Like Apple and Google, Facebook has been working on developing shortcuts for computer visions that are designed to give mobile apps augmented reality super powers.
And while Apple's ARKit and Google's ARCore use computer vision to guess the position of horizontal and vertical surfaces, Facebook researchers now claim to have prototype mechanisms that can now derive the 3D shape of an object based on the 2D image information.
If Facebook's research is as groundbreaking as it sounds, then the aforementioned Apple and Google mobile toolkits represent the basis for future AR wearables, Facebook & # 39; s breakthroughs can contribute to its own smartglass developments.
This week, Facebook research scientists Georgia Gkioxari, Shubham Tulsiani and David Novotny published their findings on four new methods of 3D image recognition, which will be presented at the International Conference on Computer Vision (ICCV) in Seoul, South Korea, which runs until November 2.
Two of those methods involve identifying 3D objects from 2D images. Building on the Mask R-CNN model for segmenting the objects in an image (and presented at the same conference last year), Mesh R-CNN deduces the 3D shapes of those identified objects, while occluding, clutter and other provocatively composed compensates photos & # 39; s.
"Adding a third dimension to object detection systems that are robust against such complexities requires stronger technical capabilities and current technical frameworks have hampered progress in this area," the team wrote in a blog post.
In addition, the team has built another computer vision model that serves as an alternative to and supplement to Mesh R-CNN. The boldly named C3DPO system (Canonical 3D Pose Networks) can perform large-scale reconstruction of 3D objects with only 2D keypoints for 14 object categories, such as birds, people and cars.
"Previously, such reconstructions were primarily not feasible due to memory constraints with the previous matrix factorization-based methods that, unlike our deep network, cannot work in a & # 39; minibatch & # 39; regime. Previous methods have "We are talking about modeling distortions by using multiple simultaneous images and making similarities between immediate 3D reconstructions that require hardware that is usually found in special laboratories," the team wrote. "The efficiency introduced by C3DPO makes it possible to enable 3D reconstruction in cases where the use of hardware for 3D recording is not feasible, such as with large-scale objects such as aircraft."
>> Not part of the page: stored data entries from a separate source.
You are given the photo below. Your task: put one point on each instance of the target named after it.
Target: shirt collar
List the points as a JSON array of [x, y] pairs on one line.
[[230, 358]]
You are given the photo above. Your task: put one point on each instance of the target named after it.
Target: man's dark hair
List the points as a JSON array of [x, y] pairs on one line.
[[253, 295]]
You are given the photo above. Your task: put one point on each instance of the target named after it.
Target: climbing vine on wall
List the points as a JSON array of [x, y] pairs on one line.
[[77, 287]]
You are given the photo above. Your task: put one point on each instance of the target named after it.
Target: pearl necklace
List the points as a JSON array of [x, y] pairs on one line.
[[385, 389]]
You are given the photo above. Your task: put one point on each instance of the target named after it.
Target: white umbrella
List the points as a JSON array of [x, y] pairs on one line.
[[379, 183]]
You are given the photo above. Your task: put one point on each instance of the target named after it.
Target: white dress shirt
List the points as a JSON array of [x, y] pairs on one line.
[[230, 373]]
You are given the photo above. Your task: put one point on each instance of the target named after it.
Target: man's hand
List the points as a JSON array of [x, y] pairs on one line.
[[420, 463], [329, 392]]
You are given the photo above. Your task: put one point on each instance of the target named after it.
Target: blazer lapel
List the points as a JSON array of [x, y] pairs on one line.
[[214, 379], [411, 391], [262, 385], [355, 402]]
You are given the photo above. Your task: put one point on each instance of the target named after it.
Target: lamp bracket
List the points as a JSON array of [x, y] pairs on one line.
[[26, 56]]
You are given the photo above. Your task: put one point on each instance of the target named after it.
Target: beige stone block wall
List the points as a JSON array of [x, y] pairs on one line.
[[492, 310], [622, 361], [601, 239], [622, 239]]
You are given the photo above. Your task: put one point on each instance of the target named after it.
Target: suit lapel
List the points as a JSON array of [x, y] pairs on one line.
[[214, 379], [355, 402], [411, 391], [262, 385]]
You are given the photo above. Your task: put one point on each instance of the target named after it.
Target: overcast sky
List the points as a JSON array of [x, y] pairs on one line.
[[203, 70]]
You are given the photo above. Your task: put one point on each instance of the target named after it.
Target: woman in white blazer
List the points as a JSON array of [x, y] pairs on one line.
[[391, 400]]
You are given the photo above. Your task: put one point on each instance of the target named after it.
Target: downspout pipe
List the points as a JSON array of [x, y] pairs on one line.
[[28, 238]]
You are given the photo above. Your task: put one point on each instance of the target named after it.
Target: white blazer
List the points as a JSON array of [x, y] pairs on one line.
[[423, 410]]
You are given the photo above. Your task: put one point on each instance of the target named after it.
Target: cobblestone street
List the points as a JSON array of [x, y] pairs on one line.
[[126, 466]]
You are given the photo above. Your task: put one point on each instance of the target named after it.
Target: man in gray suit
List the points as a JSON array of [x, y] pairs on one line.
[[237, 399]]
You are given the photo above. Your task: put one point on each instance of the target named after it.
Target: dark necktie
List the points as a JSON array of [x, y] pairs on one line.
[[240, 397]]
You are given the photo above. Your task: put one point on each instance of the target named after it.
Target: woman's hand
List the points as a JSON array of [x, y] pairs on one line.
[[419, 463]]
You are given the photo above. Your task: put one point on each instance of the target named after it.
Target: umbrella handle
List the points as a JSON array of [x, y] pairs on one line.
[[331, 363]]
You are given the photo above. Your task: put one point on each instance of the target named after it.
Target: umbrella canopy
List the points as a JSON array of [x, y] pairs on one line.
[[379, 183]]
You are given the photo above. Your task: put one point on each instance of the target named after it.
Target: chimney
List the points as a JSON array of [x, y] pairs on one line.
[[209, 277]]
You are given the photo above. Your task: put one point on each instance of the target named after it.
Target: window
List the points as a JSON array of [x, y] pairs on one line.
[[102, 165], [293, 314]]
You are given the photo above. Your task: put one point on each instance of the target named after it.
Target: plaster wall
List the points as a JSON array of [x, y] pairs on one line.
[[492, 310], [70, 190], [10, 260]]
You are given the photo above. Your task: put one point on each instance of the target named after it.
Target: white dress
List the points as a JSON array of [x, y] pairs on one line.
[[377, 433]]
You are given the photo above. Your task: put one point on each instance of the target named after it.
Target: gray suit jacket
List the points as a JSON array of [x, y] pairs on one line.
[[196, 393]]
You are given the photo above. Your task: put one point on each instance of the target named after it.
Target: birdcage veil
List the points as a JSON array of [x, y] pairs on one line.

The team also built a system for canonical surface mapping, which takes generic image collections and maps them in 3D forms. This helps computer vision applications to better understand common properties between different objects in an AR scene.
"For example, if we train a system to get to know the right place to sit on a chair or grab a mug, our view may be useful the next time the system needs to understand where to sit on another chair or how to grab another mug, "wrote the team. "Such tasks can not only help deepen our understanding of traditional 2D images and video content, but also improve AR / VR experiences by transferring representations of objects."
Finally, VoteNet is an experimental 3D object detection network that can accurately understand a 3D point cloud using only geometric information in location of color images.
"VoteNet has a simple design, compact model size and high efficiency, with a speed of about 100 milliseconds for a full scene and a smaller memory footprint than previous methods designed for research," the team claims. "Our algorithm takes 3D point clouds from depth cameras & returns 3D-bound boxes of objects with their semantic classes."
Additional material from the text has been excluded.